Will create 4 files containing J-value plots:: (1 ) Surface values (2 ) 500 hPa values (3a) Full-column zonal mean values. (3b) Stratospheric zonal mean values

These can be toggled on/off with the plots keyword argument.

At present, we do not yet have the capability to split the plots up into separate files per category (e.g. Oxidants, Aerosols, etc.). This is primarily due to the fact that we archive J-values from GEOS-Chem for individual species but not family species. We could attempt to add this functionality later if there is sufficient demand.

gcpy.make_benchmark_aod_plots(ref, refstr, dev, devstr, varlist=None, dst='./benchmark', subdst=None, overwrite=False, verbose=False, log_color_scale=False, sigdiff_files=None, weightsdir='.', n_job=-1, time_mean=False, spcdb_dir=os.path.dirname(__file__))

Creates PDF files containing plots of column aerosol optical depths (AODs) for model benchmarking purposes.

Args:

ref: str: Path name for the “Ref” (aka “Reference”) data set.
refstr: str: A string to describe ref (e.g. version number)
dev: str: Path name for the “Dev” (aka “Development”) data set. This data set will be compared against the “Reference” data set.
devstr: str: A string to describe dev (e.g. version number)

Keyword Args (optional):

varlist: list of str: List of AOD variables to plot. If not passed, then all AOD variables common to both Dev and Ref will be plotted. Use the varlist argument to restrict the number of variables plotted to the pdf file when debugging. Default value: None
dst: str: A string denoting the destination folder where a PDF file containing plots will be written. Default value: ./benchmark.
subdst: str: A string denoting the sub-directory of dst where PDF files containing plots will be written. In practice, subdst is only needed for the 1-year benchmark output, and denotes a date string (such as “Jan2016”) that corresponds to the month that is being plotted. Default value: None
overwrite: bool: Set this flag to True to overwrite files in the destination folder (specified by the dst argument). Default value: False.
verbose: bool: Set this flag to True to print extra informational output. Default value: False
log_color_scale: bool: Set this flag to True to enable plotting data (not diffs) on a log color scale. Default value: False
sigdiff_files: list of str: Filenames that will contain the list of quantities having having significant differences in the column AOD plots. These lists are needed in order to fill out the benchmark approval forms. Default value: None
weightsdir: str: Directory in which to place (and possibly reuse) xESMF regridder netCDF files. Default value: ‘.’
n_job: int: Defines the number of simultaneous workers for parallel plotting. Set to 1 to disable parallel plotting. Value of -1 allows the application to decide.
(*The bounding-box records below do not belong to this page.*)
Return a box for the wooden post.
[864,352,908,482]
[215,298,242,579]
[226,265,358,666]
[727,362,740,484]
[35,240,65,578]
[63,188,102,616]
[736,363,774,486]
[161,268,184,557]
Default value: -1
spcdb_dir: str: Directory of species_datbase.yml file Default value: Directory of GCPy code repository
time_meanbool: Determines if we should average the datasets over time Default value: False

gcpy.make_benchmark_mass_tables(ref, refstr, dev, devstr, varlist=None, dst='./benchmark', subdst=None, overwrite=False, verbose=False, label='at end of simulation', spcdb_dir=os.path.dirname(__file__), ref_met_extra='', dev_met_extra='')

Creates a text file containing global mass totals by species and category for benchmarking purposes.

Args:

reflist: str: Pathname that will constitute the “Ref” (aka “Reference”) data set.
refstr: str: A string to describe ref (e.g. version number)
dev: list of str: Pathname that will constitute the “Dev” (aka “Development”) data set. The “Dev” data set will be compared against the “Ref” data set.
devstr: str: A string to describe dev (e.g. version number)

Keyword Args (optional):

varlist: list of str: List of variables to include in the list of totals. If omitted, then all variables that are found in either “Ref” or “Dev” will be included. The varlist argument can be a useful way of reducing the number of variables during debugging and testing. Default value: None
dst: str: A string denoting the destination folder where the file containing emissions totals will be written. Default value: ./benchmark
subdst: str: A string denoting the sub-directory of dst where PDF files containing plots will be written. In practice, subdst is only needed for the 1-year benchmark output, and denotes a date string (such as “Jan2016”) that corresponds to the month that is being plotted. Default value: None
overwrite: bool: Set this flag to True to overwrite files in the destination folder (specified by the dst argument). Default value: False
verbose: bool: Set this flag to True to print extra informational output. Default value: False.
spcdb_dir: str: Directory of species_datbase.yml file Default value: Directory of GCPy code repository
ref_met_extra: str: Path to ref Met file containing area data for use with restart files which do not contain the Area variable. Default value: ‘’
dev_met_extra: str: Path to dev Met file containing area data for use with restart files which do not contain the Area variable. Default value: ‘’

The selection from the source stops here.